Andrey Lovygin, Head of International Business of ZYFRA has commented the following opinion on implementation of digital solutions to industry.

While digital solutions implementation promises industries great benefit, it’s important to remember that there will first be more failures than successes, but those failures are for good.

Driven by a fear of missing out, companies in many industries have announced AI and IoT-focused initiatives. Recent research from McKinsey Global Institute found that 45% of work activities could potentially be automated by today’s technologies, and 80% of that is enabled by machine learning. According to the EY report, robotic process automation (RPA) and advanced analytics are expected to have the most significant impact on the industry over the next five years.

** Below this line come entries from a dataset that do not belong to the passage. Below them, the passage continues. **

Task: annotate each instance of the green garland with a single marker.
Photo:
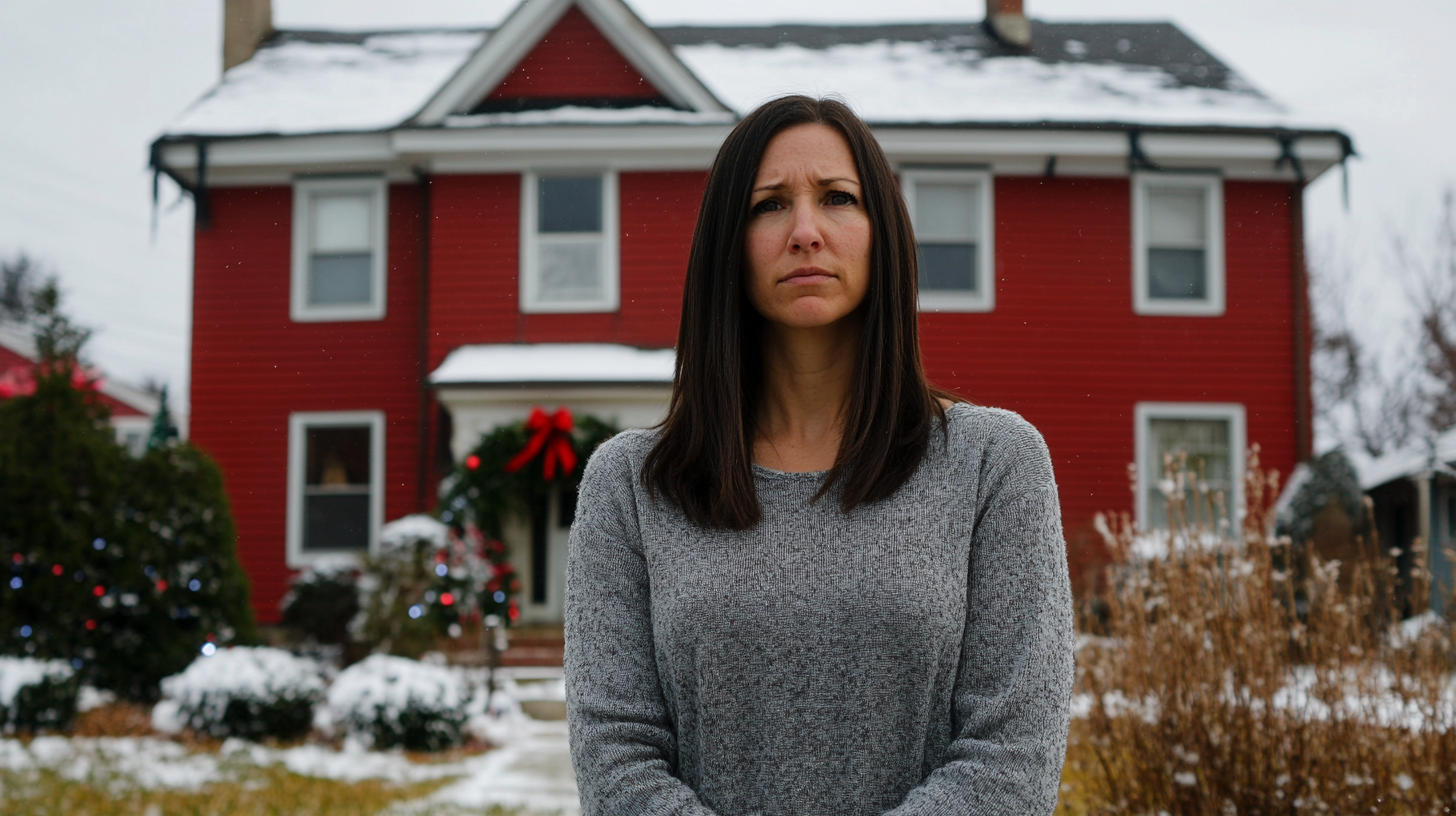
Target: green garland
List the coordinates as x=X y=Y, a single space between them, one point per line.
x=479 y=493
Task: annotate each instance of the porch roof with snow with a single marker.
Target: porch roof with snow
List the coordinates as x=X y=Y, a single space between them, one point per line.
x=1152 y=75
x=554 y=363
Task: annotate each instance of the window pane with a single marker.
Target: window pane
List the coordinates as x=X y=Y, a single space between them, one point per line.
x=948 y=267
x=335 y=522
x=339 y=279
x=341 y=222
x=338 y=456
x=1180 y=274
x=947 y=212
x=1206 y=442
x=571 y=271
x=570 y=204
x=1177 y=216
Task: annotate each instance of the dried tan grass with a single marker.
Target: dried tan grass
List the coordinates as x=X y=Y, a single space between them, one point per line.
x=1190 y=663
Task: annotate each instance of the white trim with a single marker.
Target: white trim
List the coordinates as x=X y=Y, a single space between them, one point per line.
x=299 y=308
x=610 y=255
x=1233 y=413
x=299 y=421
x=671 y=146
x=532 y=21
x=1210 y=306
x=983 y=300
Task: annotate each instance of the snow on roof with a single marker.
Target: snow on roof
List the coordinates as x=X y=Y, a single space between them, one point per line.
x=925 y=82
x=578 y=115
x=587 y=363
x=309 y=82
x=932 y=73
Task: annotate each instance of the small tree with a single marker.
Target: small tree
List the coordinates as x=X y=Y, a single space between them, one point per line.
x=124 y=567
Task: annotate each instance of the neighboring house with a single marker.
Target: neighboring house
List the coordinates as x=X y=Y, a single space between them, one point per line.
x=1413 y=491
x=131 y=408
x=406 y=238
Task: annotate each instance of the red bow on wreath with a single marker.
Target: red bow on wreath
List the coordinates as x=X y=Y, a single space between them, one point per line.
x=554 y=433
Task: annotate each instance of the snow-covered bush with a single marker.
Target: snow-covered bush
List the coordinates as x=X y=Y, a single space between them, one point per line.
x=390 y=701
x=248 y=692
x=37 y=694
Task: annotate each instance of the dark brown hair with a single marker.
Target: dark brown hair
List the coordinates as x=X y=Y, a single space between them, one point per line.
x=703 y=458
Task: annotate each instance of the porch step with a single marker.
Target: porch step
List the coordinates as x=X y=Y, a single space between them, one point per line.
x=535 y=646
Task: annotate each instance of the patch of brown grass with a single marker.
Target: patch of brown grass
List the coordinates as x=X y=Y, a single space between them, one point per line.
x=1191 y=672
x=271 y=791
x=114 y=720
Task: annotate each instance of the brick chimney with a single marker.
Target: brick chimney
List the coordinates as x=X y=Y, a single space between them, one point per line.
x=1008 y=22
x=245 y=25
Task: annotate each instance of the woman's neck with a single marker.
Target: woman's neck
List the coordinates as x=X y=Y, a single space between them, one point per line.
x=808 y=373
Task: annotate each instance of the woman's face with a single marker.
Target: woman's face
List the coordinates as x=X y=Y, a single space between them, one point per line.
x=808 y=235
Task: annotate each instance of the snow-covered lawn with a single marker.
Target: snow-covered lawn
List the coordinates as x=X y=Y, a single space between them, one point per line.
x=529 y=771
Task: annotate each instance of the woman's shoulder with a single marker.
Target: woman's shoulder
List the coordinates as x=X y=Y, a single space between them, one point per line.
x=998 y=439
x=623 y=452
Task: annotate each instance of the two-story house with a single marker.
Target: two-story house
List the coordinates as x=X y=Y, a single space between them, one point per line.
x=406 y=238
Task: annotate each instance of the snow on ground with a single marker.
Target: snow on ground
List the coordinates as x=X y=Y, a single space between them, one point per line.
x=300 y=86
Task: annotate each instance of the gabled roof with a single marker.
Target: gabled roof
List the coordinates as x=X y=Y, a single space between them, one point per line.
x=893 y=75
x=529 y=24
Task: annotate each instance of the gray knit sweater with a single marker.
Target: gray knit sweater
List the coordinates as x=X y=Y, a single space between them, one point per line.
x=910 y=657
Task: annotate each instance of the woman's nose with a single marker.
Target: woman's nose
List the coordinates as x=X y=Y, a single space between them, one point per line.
x=805 y=233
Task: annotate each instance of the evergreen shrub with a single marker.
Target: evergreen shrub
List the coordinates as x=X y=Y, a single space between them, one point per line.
x=123 y=567
x=248 y=692
x=390 y=701
x=37 y=694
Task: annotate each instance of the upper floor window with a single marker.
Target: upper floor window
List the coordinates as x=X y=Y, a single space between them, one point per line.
x=951 y=213
x=570 y=242
x=1201 y=440
x=335 y=484
x=338 y=249
x=1177 y=244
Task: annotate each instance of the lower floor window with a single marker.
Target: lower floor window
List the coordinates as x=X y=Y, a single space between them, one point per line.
x=335 y=484
x=1188 y=453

 70% industrial company executives say they plan to adopt IIoT in the next 18 months. Unfortunately, most of these efforts will fail. They will fail not because AI or IoT technology is all hype, but because companies are approaching digital-driven innovation incorrectly. We’ve seen this in a time of dotcom.

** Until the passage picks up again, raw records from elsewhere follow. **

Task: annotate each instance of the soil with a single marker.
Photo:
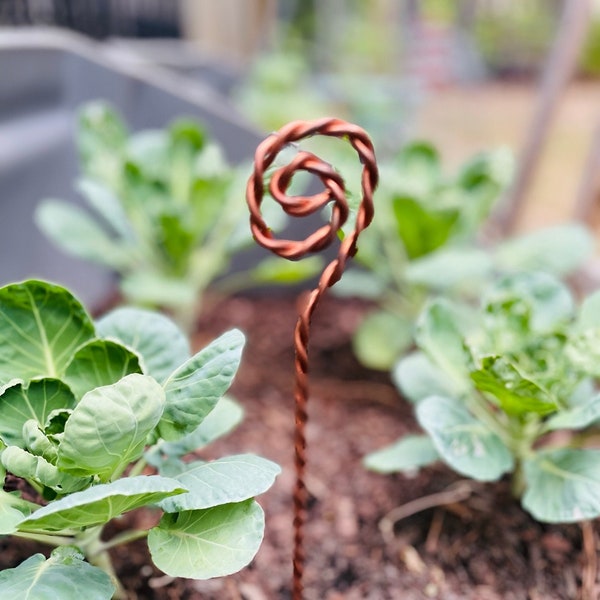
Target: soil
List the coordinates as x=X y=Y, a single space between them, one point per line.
x=484 y=547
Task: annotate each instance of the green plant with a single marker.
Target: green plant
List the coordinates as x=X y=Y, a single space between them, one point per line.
x=167 y=214
x=426 y=239
x=87 y=410
x=509 y=389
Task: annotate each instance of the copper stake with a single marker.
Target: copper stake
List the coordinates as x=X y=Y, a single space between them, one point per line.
x=334 y=192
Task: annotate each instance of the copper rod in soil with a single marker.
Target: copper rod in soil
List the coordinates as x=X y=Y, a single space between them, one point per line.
x=334 y=192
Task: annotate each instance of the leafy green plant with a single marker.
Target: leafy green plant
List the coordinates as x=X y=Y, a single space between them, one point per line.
x=96 y=420
x=509 y=389
x=167 y=214
x=426 y=240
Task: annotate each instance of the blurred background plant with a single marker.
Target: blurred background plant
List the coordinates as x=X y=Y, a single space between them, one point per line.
x=167 y=214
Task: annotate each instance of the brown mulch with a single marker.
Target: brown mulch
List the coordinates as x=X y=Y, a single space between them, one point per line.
x=482 y=548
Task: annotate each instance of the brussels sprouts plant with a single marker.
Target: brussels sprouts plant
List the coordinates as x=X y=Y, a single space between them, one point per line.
x=166 y=213
x=95 y=421
x=426 y=240
x=510 y=389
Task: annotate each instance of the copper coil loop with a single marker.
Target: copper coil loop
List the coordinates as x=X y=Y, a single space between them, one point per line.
x=299 y=206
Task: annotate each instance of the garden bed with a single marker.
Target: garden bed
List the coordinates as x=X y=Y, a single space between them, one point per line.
x=484 y=548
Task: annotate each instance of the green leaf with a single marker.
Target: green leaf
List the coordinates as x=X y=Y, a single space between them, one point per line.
x=175 y=240
x=226 y=415
x=41 y=326
x=517 y=395
x=13 y=510
x=161 y=344
x=101 y=503
x=440 y=332
x=101 y=138
x=38 y=443
x=406 y=455
x=36 y=468
x=194 y=389
x=75 y=232
x=65 y=576
x=557 y=250
x=106 y=204
x=381 y=338
x=421 y=230
x=417 y=377
x=583 y=351
x=577 y=417
x=589 y=313
x=109 y=427
x=462 y=441
x=98 y=363
x=463 y=269
x=34 y=400
x=282 y=271
x=563 y=486
x=419 y=161
x=222 y=481
x=213 y=542
x=525 y=303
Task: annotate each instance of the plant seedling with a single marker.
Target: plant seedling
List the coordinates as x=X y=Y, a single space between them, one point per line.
x=510 y=389
x=165 y=214
x=425 y=242
x=88 y=412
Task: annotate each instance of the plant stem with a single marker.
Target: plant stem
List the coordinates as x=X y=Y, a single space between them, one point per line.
x=46 y=538
x=122 y=538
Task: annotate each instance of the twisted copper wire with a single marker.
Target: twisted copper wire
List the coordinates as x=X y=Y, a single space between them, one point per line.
x=334 y=192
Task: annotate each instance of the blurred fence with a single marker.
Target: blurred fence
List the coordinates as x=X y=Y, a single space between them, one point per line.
x=97 y=18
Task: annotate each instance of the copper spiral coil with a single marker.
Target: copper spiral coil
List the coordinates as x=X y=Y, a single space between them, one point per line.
x=334 y=192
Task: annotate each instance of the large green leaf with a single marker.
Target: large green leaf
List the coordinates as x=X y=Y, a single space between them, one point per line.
x=558 y=250
x=407 y=455
x=222 y=481
x=33 y=400
x=194 y=389
x=417 y=377
x=440 y=332
x=106 y=204
x=38 y=443
x=101 y=503
x=226 y=415
x=463 y=269
x=63 y=576
x=462 y=441
x=109 y=427
x=516 y=394
x=207 y=543
x=98 y=363
x=41 y=326
x=563 y=486
x=36 y=468
x=381 y=338
x=589 y=313
x=161 y=344
x=13 y=510
x=73 y=230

 Equally important, AI and IoT are not just technology, but include data, security, user experience, and business/business model elements. A company going digital has a lot of decisions to make, of which technology is just one component. Early AI pilots are unlikely to produce the dramatic results that technology enthusiasts predict. Companies from sectors such as manufacturing and health care (IBM Watson’s fail is an example) have captured less than 30% of the potential from their data and analytics investments.

 By now in Oil and Gas sector it’s about 5-10% efficiency increase, for metallurgy 3-5%. Those who started investing in AI and IoT projects accounting for fast returns are rather fail or get just point of percent in production cost decrease. It is long-term projects, one might go beyond point of optimization, to rethinking end-to-end processes, which is the area in which companies are likely to see the greatest impact.

 What is the most rational at the moment is collecting valuable and useful data. No matter how good your models are, they are only as good as your data – and quality of data, where there is no globally recognized standard yet, differs a lot. So, the first step in digitalization process for manufacturers all over the globe should be implementation of real-time machine monitoring and manufacturing data collection (MDC) system with hundreds of customizable reports and charts that can be used to track jobs, parts, operations, work centers, OEE, scrap, costs, downtime and people. That is the first step towards industry 4.0.

 According to Market Research Future research microgrid monitoring market is expected to expand at ~ 12.05% CAGR during the period 2018 to 2023. The human-machine interface (HMI) market is projected to grow at a CAGR of 8.33% over the forecast period of 2017-2023. By industry vertical, the global human machine interface market has been segmented as manufacturing, automotive, oil & gas, utilities, and healthcare among others.

 Mitsubishi Electric Corporation, Omron Corporation, Rockwell Automation, Zyfra Group, – all are headed this direction. And this one is a good way to avoid a greater number of failures when starting automation process.